SEC reviewing equity collateral rules for US sec lending
SEC officials are reconsidering rules which prevent institutional market participants from pledging and accepting equities as collateral in the US securities lending market.
Stocks have long been recognised as an acceptable form of collateral for years in European and Canadian markets. However, longstanding legal and regulatory barriers have barred US market participants from doing the same.
Speaking at the IMN Securities Finance conference in Florida this week, Theresa Hajost, special counsel at the SEC’s Division of Trading and Markets, said the agency is “working through” scenarios where such trades could take place, adding it was an “ongoing process”.
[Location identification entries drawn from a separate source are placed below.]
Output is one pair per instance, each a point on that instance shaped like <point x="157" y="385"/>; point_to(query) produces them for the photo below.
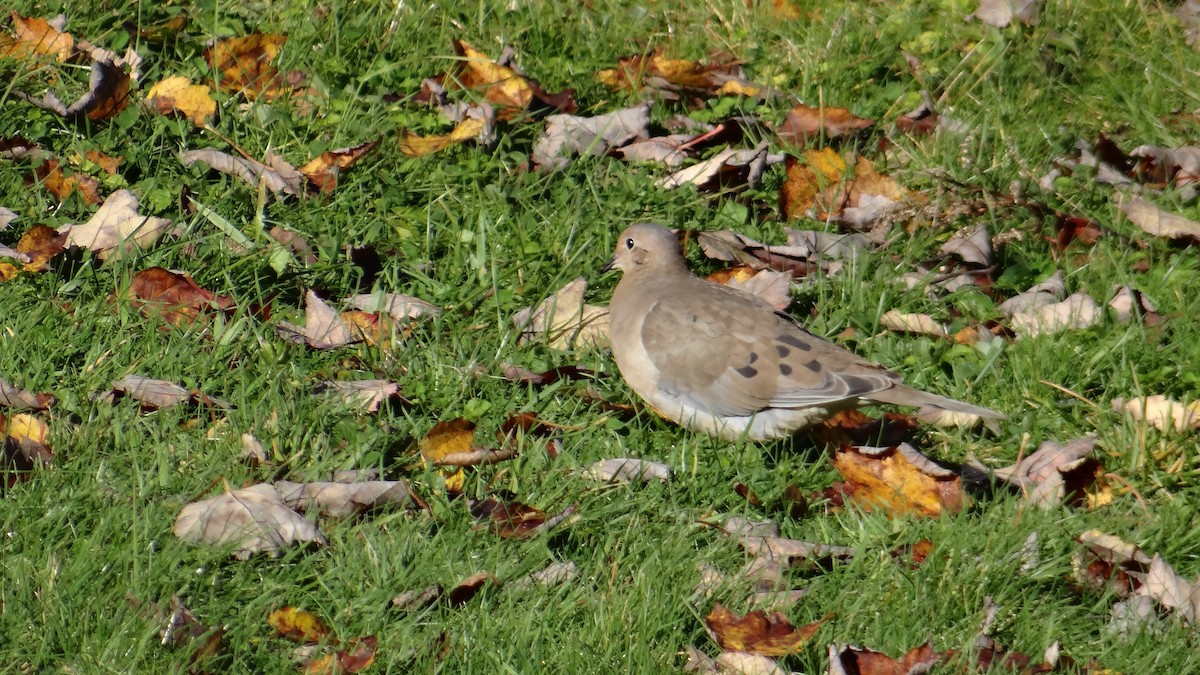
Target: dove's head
<point x="646" y="246"/>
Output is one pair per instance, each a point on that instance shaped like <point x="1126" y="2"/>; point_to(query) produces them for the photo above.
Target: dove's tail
<point x="905" y="395"/>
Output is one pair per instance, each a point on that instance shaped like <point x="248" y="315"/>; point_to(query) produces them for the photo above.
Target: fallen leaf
<point x="625" y="470"/>
<point x="567" y="136"/>
<point x="363" y="394"/>
<point x="115" y="227"/>
<point x="731" y="168"/>
<point x="173" y="296"/>
<point x="1054" y="475"/>
<point x="274" y="173"/>
<point x="252" y="519"/>
<point x="1002" y="12"/>
<point x="36" y="37"/>
<point x="564" y="320"/>
<point x="900" y="481"/>
<point x="299" y="626"/>
<point x="759" y="633"/>
<point x="108" y="88"/>
<point x="177" y="94"/>
<point x="49" y="173"/>
<point x="323" y="329"/>
<point x="515" y="519"/>
<point x="1075" y="312"/>
<point x="855" y="661"/>
<point x="323" y="169"/>
<point x="555" y="574"/>
<point x="341" y="500"/>
<point x="245" y="66"/>
<point x="915" y="323"/>
<point x="805" y="123"/>
<point x="1162" y="413"/>
<point x="772" y="286"/>
<point x="156" y="394"/>
<point x="1158" y="222"/>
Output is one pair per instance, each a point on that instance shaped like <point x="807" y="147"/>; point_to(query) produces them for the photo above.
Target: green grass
<point x="467" y="230"/>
US securities lending industry groups, including the RMA, have previously urged the watchdog to consider a “coordinated approach” that would allow institutional participants in the US securities lending market to pledge and accept equities as collateral.
The trade body believes that such a change would benefit all market participants and help to reduce systemic risk in both normal and stressed environments.
It has also suggested that a move towards equity collateral would improve market liquidity, reduce borrowing costs for broker dealers and provide beneficial owners and agent lenders with another tool to manage risk in their lending programs.
Others in the industry, including major agent lenders, have previously pointed out that the acceptance of correlated collateral, particularly equities against equity collateral, enables beneficial owners to benefit from increased utilisations and spreads.
Speaking on the same panel as Hajost at the IMN this week, Andrea Aguiar, Morgan Stanley's executive director of bank resource management, added: “The rise of collateral trading techniques to optimise balance sheet usage supports the idea of using equities as collateral."